At the end of last year, whilst researching and writing about the Occupy Central movement in Hong Kong (AKA the Umbrella Revolution-Umbrella Movement) for the ‘Transnational Dialogues‘, I got to know two creatives – artist Ye Yun, and architect Nozomi Kanemitsu, specifically their project ‘Wishing Knots’ (2014) as part of Beijing Design Week 2014 (read my interview with them here). I’ve kept in touch with them ever since, as wordgirl standard. I’m hoping to see Nozomi in person this Autumn, and many other creatives I’ve only known via the digital communication realm, as part of a 25-day trip to Hong Kong, Taipei and Tainan in Taiwan, Shanghai and Beijing in China…including to Beijing Design Week 2015. Blog post to come on this!

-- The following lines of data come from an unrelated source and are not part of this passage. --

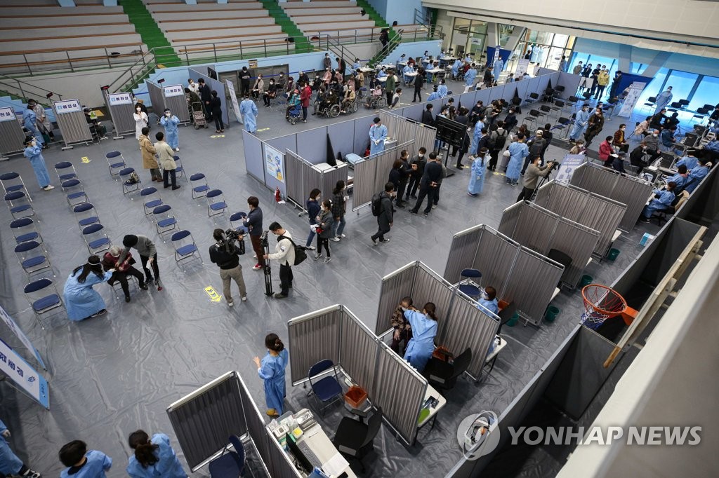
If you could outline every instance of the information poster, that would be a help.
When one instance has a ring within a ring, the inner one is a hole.
[[[572,175],[574,173],[574,169],[587,161],[587,156],[584,154],[567,154],[562,160],[562,165],[557,172],[556,181],[562,182],[569,182]]]
[[[234,85],[229,80],[225,80],[225,84],[227,85],[227,90],[229,91],[229,99],[232,103],[232,111],[234,112],[234,117],[237,118],[240,124],[244,124],[242,123],[242,115],[239,114],[239,103],[237,103],[237,93],[234,90]]]
[[[47,380],[2,340],[0,340],[0,370],[32,398],[50,409]]]
[[[285,182],[284,155],[270,146],[265,145],[265,164],[267,173],[280,182]]]

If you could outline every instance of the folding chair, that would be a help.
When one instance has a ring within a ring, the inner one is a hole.
[[[17,244],[27,243],[29,240],[42,243],[42,236],[35,228],[35,222],[29,217],[22,217],[12,221],[10,222],[10,230],[12,231],[12,235]]]
[[[19,173],[11,171],[10,172],[0,174],[0,184],[2,184],[2,188],[4,189],[6,194],[8,192],[14,192],[15,191],[24,191],[25,194],[27,195],[28,200],[32,201],[30,193],[27,191],[27,187],[25,186],[25,183],[23,182]]]
[[[88,195],[85,193],[85,188],[83,187],[80,179],[73,178],[63,181],[61,186],[63,187],[63,193],[68,201],[68,205],[70,207],[89,202]]]
[[[65,309],[63,298],[58,293],[55,283],[49,278],[41,278],[27,283],[23,289],[23,292],[41,329],[45,329],[42,325],[43,316],[52,311],[55,312],[50,315],[55,315],[62,311],[60,309]]]
[[[4,199],[13,219],[21,219],[35,215],[29,197],[22,191],[9,192],[5,195]]]
[[[118,176],[120,170],[127,167],[125,159],[119,151],[111,151],[105,155],[105,158],[107,159],[107,167],[110,169],[110,176]],[[117,181],[116,177],[115,181]]]
[[[91,254],[107,250],[112,245],[110,238],[105,234],[105,226],[99,222],[83,228],[83,238]]]
[[[227,209],[227,203],[224,200],[224,195],[220,189],[209,191],[205,197],[207,198],[207,216],[211,217],[222,214]]]
[[[78,226],[81,231],[91,224],[100,222],[100,217],[98,215],[97,211],[95,210],[95,206],[91,202],[78,204],[73,207],[73,213],[75,215],[75,219],[78,221]]]
[[[120,179],[120,184],[122,184],[122,194],[128,195],[131,192],[134,192],[136,191],[139,191],[140,188],[142,187],[142,181],[138,177],[137,182],[129,182],[132,181],[130,179],[132,173],[134,172],[134,168],[125,168],[120,170],[118,173]],[[130,200],[132,198],[131,197]]]
[[[47,252],[37,240],[28,240],[18,244],[15,246],[15,255],[17,256],[22,270],[28,276],[45,269],[52,269]]]
[[[160,191],[154,186],[143,188],[139,192],[139,196],[142,198],[142,206],[145,207],[146,216],[152,214],[153,209],[163,204],[162,198],[160,197]]]
[[[173,214],[173,208],[168,205],[163,204],[152,210],[152,217],[155,219],[155,228],[157,234],[162,237],[162,242],[167,242],[164,239],[163,235],[171,230],[177,229],[178,222]]]
[[[58,174],[58,179],[60,179],[60,182],[78,177],[77,172],[75,171],[75,167],[69,161],[62,161],[59,163],[55,163],[55,172]]]
[[[201,263],[202,262],[202,256],[190,231],[186,229],[179,230],[170,236],[170,240],[175,248],[175,262],[178,266],[182,265],[183,261],[191,259],[196,254],[196,258]],[[185,269],[183,269],[183,271],[184,271]]]
[[[207,179],[202,173],[195,173],[191,176],[190,183],[190,186],[192,187],[193,199],[204,197],[207,195],[207,192],[210,190],[210,187],[207,185]]]

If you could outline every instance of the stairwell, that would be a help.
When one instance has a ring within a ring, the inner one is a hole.
[[[291,37],[295,42],[295,53],[308,53],[312,51],[312,45],[307,40],[297,25],[287,16],[276,0],[260,0],[262,6],[275,19],[275,24],[282,27],[282,31]]]

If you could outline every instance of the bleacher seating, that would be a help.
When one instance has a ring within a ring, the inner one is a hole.
[[[256,0],[196,5],[176,0],[143,1],[175,51],[183,57],[213,55],[211,44],[200,44],[214,43],[214,48],[226,55],[262,53],[265,45],[269,49],[287,44],[287,34]]]
[[[0,72],[33,71],[135,61],[147,51],[122,6],[100,0],[62,7],[29,0],[0,5]],[[71,24],[71,27],[68,24]]]

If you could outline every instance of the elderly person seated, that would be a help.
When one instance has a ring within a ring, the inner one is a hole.
[[[102,258],[102,268],[104,271],[114,270],[107,283],[111,286],[119,281],[122,291],[125,293],[125,301],[129,302],[130,291],[127,283],[127,276],[134,276],[137,279],[139,288],[143,291],[147,290],[147,286],[145,283],[145,276],[142,276],[142,273],[132,267],[132,264],[135,263],[135,260],[132,258],[132,256],[129,253],[127,253],[124,261],[122,263],[118,262],[122,252],[122,248],[116,245],[111,247],[110,250],[105,253],[105,256]]]

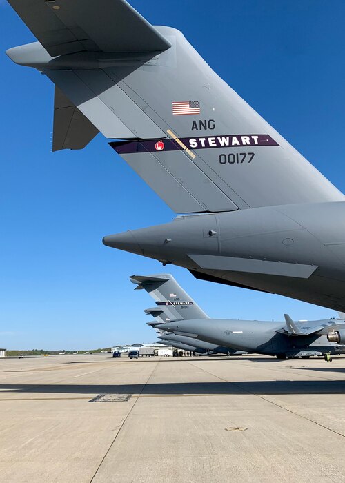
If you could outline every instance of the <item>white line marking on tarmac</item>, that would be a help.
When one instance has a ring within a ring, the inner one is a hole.
[[[86,375],[86,374],[92,374],[92,373],[97,373],[98,371],[101,371],[101,369],[96,369],[96,371],[90,371],[89,373],[84,373],[83,374],[78,374],[78,375],[72,375],[72,379],[74,377],[81,377],[82,375]]]

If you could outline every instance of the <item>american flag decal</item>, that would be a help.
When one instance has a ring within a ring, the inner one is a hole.
[[[184,102],[173,102],[172,114],[174,116],[200,114],[200,101],[184,101]]]

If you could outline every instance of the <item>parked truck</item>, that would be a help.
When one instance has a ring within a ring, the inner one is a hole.
[[[137,349],[135,351],[130,351],[128,357],[130,359],[137,359],[139,357],[139,351]]]
[[[154,347],[141,347],[139,350],[139,355],[146,355],[146,357],[150,357],[151,355],[155,355]]]
[[[172,356],[172,349],[158,349],[157,351],[157,355],[159,357],[169,357],[170,355]]]

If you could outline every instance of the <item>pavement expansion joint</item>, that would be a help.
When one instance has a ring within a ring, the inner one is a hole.
[[[89,402],[124,402],[129,401],[132,394],[99,394]]]

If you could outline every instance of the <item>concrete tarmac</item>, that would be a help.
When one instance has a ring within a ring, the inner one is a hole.
[[[345,481],[345,357],[0,359],[0,481]]]

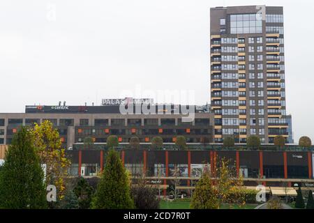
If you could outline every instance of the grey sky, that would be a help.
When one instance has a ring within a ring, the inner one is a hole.
[[[139,84],[193,90],[205,104],[209,8],[238,5],[284,6],[287,110],[294,139],[314,141],[314,75],[304,72],[313,64],[310,0],[1,1],[0,112],[59,100],[99,104]]]

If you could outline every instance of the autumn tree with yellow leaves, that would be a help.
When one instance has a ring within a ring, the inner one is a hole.
[[[70,162],[66,157],[65,148],[62,148],[58,130],[53,127],[51,122],[45,121],[40,125],[35,124],[31,134],[40,163],[46,165],[46,185],[55,185],[57,198],[62,200]]]

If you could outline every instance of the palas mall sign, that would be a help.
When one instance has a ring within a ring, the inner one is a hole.
[[[126,98],[124,99],[103,99],[101,105],[151,105],[154,104],[152,98]]]

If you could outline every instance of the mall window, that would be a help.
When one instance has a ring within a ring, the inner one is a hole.
[[[188,164],[169,164],[169,175],[170,176],[188,176]]]
[[[209,118],[195,118],[195,125],[209,125]]]
[[[47,118],[47,119],[43,119],[43,122],[44,122],[45,121],[50,121],[50,122],[52,123],[52,125],[54,125],[54,126],[58,125],[57,118],[50,118],[50,118]]]
[[[140,119],[140,118],[128,118],[128,125],[141,126],[142,125],[142,119]]]
[[[8,125],[18,126],[23,125],[23,119],[22,118],[9,118]]]
[[[112,118],[111,119],[112,126],[125,126],[126,120],[123,118]]]
[[[89,125],[89,120],[87,118],[80,119],[80,126],[88,126]]]
[[[108,119],[95,119],[95,126],[107,126]]]
[[[144,119],[144,124],[145,125],[158,125],[158,118],[145,118]]]
[[[99,171],[99,164],[82,164],[81,176],[96,176]]]
[[[165,176],[165,167],[164,164],[154,164],[154,176]]]
[[[68,175],[73,176],[78,176],[78,164],[71,164],[68,170]]]
[[[40,124],[40,121],[39,119],[27,118],[25,119],[25,125],[27,126],[33,126],[35,124]]]
[[[225,19],[220,19],[220,26],[225,25]]]
[[[161,118],[161,125],[175,125],[174,118]]]
[[[61,126],[73,126],[74,125],[74,119],[60,118],[59,125],[61,125]]]
[[[125,164],[124,167],[131,173],[132,176],[142,176],[144,164],[142,163]]]

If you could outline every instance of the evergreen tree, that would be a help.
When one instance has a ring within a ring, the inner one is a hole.
[[[302,192],[301,190],[301,187],[299,187],[298,190],[297,191],[297,195],[295,199],[295,208],[304,208],[304,200],[303,199]]]
[[[218,209],[219,201],[217,192],[213,185],[209,173],[205,171],[196,185],[192,196],[192,209]]]
[[[110,150],[92,201],[94,209],[128,209],[134,207],[130,181],[119,153]]]
[[[306,203],[306,209],[314,209],[314,200],[313,199],[313,192],[310,190],[308,192],[308,203]]]
[[[78,199],[80,209],[89,209],[91,206],[94,189],[87,180],[81,177],[73,192]]]
[[[0,174],[0,208],[47,208],[44,174],[28,129],[14,136]]]
[[[77,197],[70,190],[66,190],[64,199],[59,202],[61,209],[78,209],[79,208]]]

Nozomi Habuku (it is the same Nozomi!) is one half of the design agency ‘Nanyang Design’ with Kenneth Chong based in Tianjin, China, where last week she emailed me with information on their most recent project ‘Natural Food Market’. In a local residents area of Tianjin, they worked with the shop owner who wants to start a small series of “Western” restaurant businesses. The site used to be a simulation golf centre. Renovation has since converted the space into a natural food market on the first floor and a restaurant and café on the second floor.
‘The light fixtures and interior plantings are often inhabiting the space above our heads and on the side against walls, becoming objects that we do not interact with, much less engage with. For this project, we inserted them in between bar seatings and counters, tables and chairs, creating boundaries that are visually arresting yet permeable. One navigates light and nature as one moves through this food market-restaurant-cafe. Removing the previous interior wall and ceiling partitions to expose the existing structures, we revived their presence in the space. We then painted the structures and the spaces white, intending all interior surfaces to behave as a canvas to the lighting effects that we have introduced. In place of wall partitions, a number of steel-cable-suspended light fixtures and moss-ball plantings adequate for interiors have been used to compose seemingly invisible boundaries.’
A fusion of Western, Japanese and Chinese influences, the space is ecologically infiltrated, as Nanyang Design states, creating invisible boundaries with minimal, fresh and clean cut lines. No distraction, it will focus your gaze onto the space and produce allowing for a more pure experience. When I was in Tianjin in 2010, I definitely didn’t come across a space like this…five years on, it the architectural and interior design scene may well have moved on leaps and bounds if this project is anything to go by.
Take a look at some of Nanyang Design’s other projects…particularly ‘No Walls’, a site where all interior walls were removed. ‘In place, they erected objects of daily use, cupboards, shelves, mirrored planes and a cantilevered table in the hope of nurturing a different understanding of rooms within a home.’ My kind of space.